BLBG: European Bonds Drop as Stock Gains Sap Demand for Safest Assets
By Agnes Lovasz
Oct. 17 (Bloomberg) -- European bonds dropped as investors shifted money out of the safest assets amid speculation government rescue plans for banks and cash injections by central banks will unfreeze credit markets.
The decline pushed yields on two-year notes up from the lowest level in more than a week as stocks in Asia and Europe rallied and the cost of protecting European corporate bonds from default slipped. Money-market rates eased after central banks pumped in billions of dollars to unclog a global financial gridlock.
Rising stocks are ``bearish for bond markets, as investors move back to risky assets,'' said Jens Peter Soerensen, chief bond analyst in Copenhagen at Danske Bank A/S. ``Equity and credit markets are likely to determine the path of yields today. We expect higher yields and a flatter curve.''
The yield on the German bund, Europe's benchmark government security, rose 2 basis points to 4.09 percent by 8:08 a.m. in London. The price of the 4.25 percent bond due July 2018 fell 0.19, or 1.9 euros per 1,000-euro ($1,348) face amount, to 101.22.
The yield on the two-year note climbed 2 basis points to 2.92 percent. Yields move inversely to bond prices.

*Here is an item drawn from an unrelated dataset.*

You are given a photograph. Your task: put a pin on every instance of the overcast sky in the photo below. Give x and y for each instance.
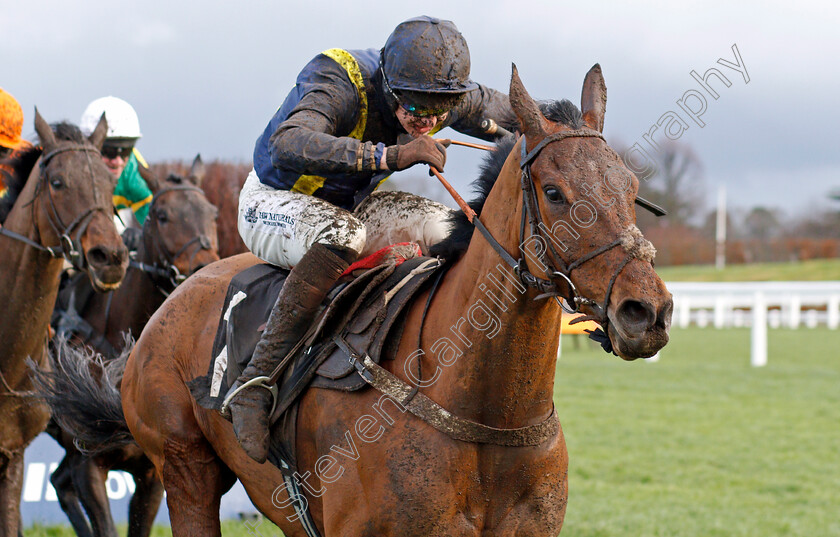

The difference in yield between two- and 10-year German notes held near the widest in more than three years on bets a recession will persuade the European Central Bank to lower interest rates. The spread was at 116 basis points, from 117 basis points yesterday and 96 basis points a week ago.
The MSCI Asian index of stocks added 1.4 percent today, and equity markets in Europe opened higher.